Yes, you're right. I missed this point since I'm not fully understood 
the code before.
Thanks for your advice!
> In case of you want unlock interrupts very often, you should make some creativity with first_deferred_pfn.
> We should update it sequentially. Something like below (untested):

I got your point now, thanks!
> ---
> diff --git a/mm/page_alloc.c b/mm/page_alloc.c
> index 79e950d76ffc..be09d158baeb 100644
> --- a/mm/page_alloc.c
> +++ b/mm/page_alloc.c
> @@ -1828,7 +1828,7 @@ static int __init deferred_init_memmap(void *data)
>   {
>   	pg_data_t *pgdat = data;
>   	const struct cpumask *cpumask = cpumask_of_node(pgdat->node_id);
> -	unsigned long spfn = 0, epfn = 0, nr_pages = 0;
> +	unsigned long spfn = 0, epfn = 0, nr_pages;
>   	unsigned long first_init_pfn, flags;
>   	unsigned long start = jiffies;
>   	struct zone *zone;
> @@ -1838,7 +1838,7 @@ static int __init deferred_init_memmap(void *data)
>   	/* Bind memory initialisation thread to a local node if possible */
>   	if (!cpumask_empty(cpumask))
>   		set_cpus_allowed_ptr(current, cpumask);
> -
> +again:
>   	pgdat_resize_lock(pgdat, &flags);
>   	first_init_pfn = pgdat->first_deferred_pfn;
>   	if (first_init_pfn == ULONG_MAX) {
> @@ -1850,7 +1850,6 @@ static int __init deferred_init_memmap(void *data)
>   	/* Sanity check boundaries */
>   	BUG_ON(pgdat->first_deferred_pfn < pgdat->node_start_pfn);
>   	BUG_ON(pgdat->first_deferred_pfn > pgdat_end_pfn(pgdat));
> -	pgdat->first_deferred_pfn = ULONG_MAX;
>   
>   	/* Only the highest zone is deferred so find it */
>   	for (zid = 0; zid < MAX_NR_ZONES; zid++) {
> @@ -1864,14 +1863,30 @@ static int __init deferred_init_memmap(void *data)
>   						 first_init_pfn))
>   		goto zone_empty;
>   
> +	nr_pages = 0;

'nr_pages' used to mark the total init pages before, so it cannot be 
zerolized each round.
seems we need one more to count the pages init each round.

> +
>   	/*
>   	 * Initialize and free pages in MAX_ORDER sized increments so
>   	 * that we can avoid introducing any issues with the buddy
>   	 * allocator.
> +	 * Final iteration marker is: spfn=ULONG_MAX and epfn=0.
>   	 */
> -	while (spfn < epfn)
> +	while (spfn < epfn) {
>   		nr_pages += deferred_init_maxorder(&i, zone, &spfn, &epfn);
> +		if (!epfn)
> +			break;

Seems 'epfn' never goes to 0 since it is "end page frame number", right?
So this is needless.
> +		pgdat->first_deferred_pfn = epfn;

I think first_deferred_pfn update wrong value here, it seems should be 
the spfn, the start pfn right?
> +		/*
> +		 * Restore pending interrupts every 128Mb to give
> +		 * the chance tick timer to advance jiffies.
> +		 */
> +		if (nr_pages > (1UL << 27 - PAGE_SHIFT)) {
> +			pgdat_resize_unlock(pgdat, &flags);
> +			goto again;
> +		}
> +	}
>   zone_empty:
> +	pgdat->first_deferred_pfn = ULONG_MAX;
>   	pgdat_resize_unlock(pgdat, &flags);
>   
>   	/* Sanity check that the next zone really is unpopulated */
>
>
I update the patch based on your comment, it passed the test.
Could you please help to review it again? Thanks!

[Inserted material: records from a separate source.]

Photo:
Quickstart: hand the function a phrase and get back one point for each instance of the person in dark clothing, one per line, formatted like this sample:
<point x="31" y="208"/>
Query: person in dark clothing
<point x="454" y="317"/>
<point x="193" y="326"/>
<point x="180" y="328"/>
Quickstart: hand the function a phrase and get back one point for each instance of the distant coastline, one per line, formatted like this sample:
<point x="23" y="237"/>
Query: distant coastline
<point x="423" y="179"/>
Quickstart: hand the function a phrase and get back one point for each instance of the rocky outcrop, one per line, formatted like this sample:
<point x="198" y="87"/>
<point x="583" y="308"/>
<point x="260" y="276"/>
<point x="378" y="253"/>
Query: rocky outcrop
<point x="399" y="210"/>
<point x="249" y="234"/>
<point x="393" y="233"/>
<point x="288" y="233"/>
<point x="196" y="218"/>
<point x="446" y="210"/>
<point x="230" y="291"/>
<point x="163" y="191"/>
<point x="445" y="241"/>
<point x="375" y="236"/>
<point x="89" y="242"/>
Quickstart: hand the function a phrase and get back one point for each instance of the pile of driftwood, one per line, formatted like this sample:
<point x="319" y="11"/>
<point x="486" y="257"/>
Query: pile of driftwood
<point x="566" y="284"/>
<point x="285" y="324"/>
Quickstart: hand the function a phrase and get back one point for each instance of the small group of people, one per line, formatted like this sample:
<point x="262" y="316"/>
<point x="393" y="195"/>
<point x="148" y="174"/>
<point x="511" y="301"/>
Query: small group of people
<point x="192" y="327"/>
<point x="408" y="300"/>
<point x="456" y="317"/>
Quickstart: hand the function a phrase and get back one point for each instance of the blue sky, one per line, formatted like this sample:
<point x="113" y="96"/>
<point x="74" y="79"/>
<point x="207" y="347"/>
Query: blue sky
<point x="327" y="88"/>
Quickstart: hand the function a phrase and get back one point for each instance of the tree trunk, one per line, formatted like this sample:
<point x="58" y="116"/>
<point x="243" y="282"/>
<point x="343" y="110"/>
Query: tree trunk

diff --git a/mm/page_alloc.c b/mm/page_alloc.c
index 3c4eb750a199..841c902d4509 100644
--- a/mm/page_alloc.c
+++ b/mm/page_alloc.c
@@ -1763,12 +1763,17 @@ deferred_init_maxorder(u64 *i, struct zone 
*zone, unsigned long *start_pfn,
         return nr_pages;
  }

+/*
+ * Release the tick timer interrupts for every TICK_PAGE_COUNT pages.
+ */
+#define TICK_PAGE_COUNT        (32 * 1024)
+
  /* Initialise remaining memory on a node */
  static int __init deferred_init_memmap(void *data)
  {
         pg_data_t *pgdat = data;
         const struct cpumask *cpumask = cpumask_of_node(pgdat->node_id);
-       unsigned long spfn = 0, epfn = 0, nr_pages = 0;
+       unsigned long spfn = 0, epfn = 0, nr_pages = 0, prev_nr_pages = 0;
         unsigned long first_init_pfn, flags;
         unsigned long start = jiffies;
         struct zone *zone;
@@ -1779,6 +1784,7 @@ static int __init deferred_init_memmap(void *data)
         if (!cpumask_empty(cpumask))
                 set_cpus_allowed_ptr(current, cpumask);

+again:
         pgdat_resize_lock(pgdat, &flags);
         first_init_pfn = pgdat->first_deferred_pfn;
         if (first_init_pfn == ULONG_MAX) {
@@ -1790,7 +1796,6 @@ static int __init deferred_init_memmap(void *data)
         /* Sanity check boundaries */
         BUG_ON(pgdat->first_deferred_pfn < pgdat->node_start_pfn);
         BUG_ON(pgdat->first_deferred_pfn > pgdat_end_pfn(pgdat));
-       pgdat->first_deferred_pfn = ULONG_MAX;

         /* Only the highest zone is deferred so find it */
         for (zid = 0; zid < MAX_NR_ZONES; zid++) {
@@ -1809,9 +1814,23 @@ static int __init deferred_init_memmap(void *data)
          * that we can avoid introducing any issues with the buddy
          * allocator.
          */
-       while (spfn < epfn)
+       while (spfn < epfn) {
                 nr_pages += deferred_init_maxorder(&i, zone, &spfn, &epfn);
+               /*
+                * Release the interrupts for every TICK_PAGE_COUNT pages
+                * (128MB) to give the chance that tick timer to advance
+                * the jiffies.
+                */
+               if ((nr_pages - prev_nr_pages) > TICK_PAGE_COUNT) {
+                       prev_nr_pages = nr_pages;
+                       pgdat->first_deferred_pfn = spfn;
+                       pgdat_resize_unlock(pgdat, &flags);
+                       goto again;
+               }
+       }
+
  zone_empty:
+       pgdat->first_deferred_pfn = ULONG_MAX;
         pgdat_resize_unlock(pgdat, &flags);

         /* Sanity check that the next zone really is unpopulated */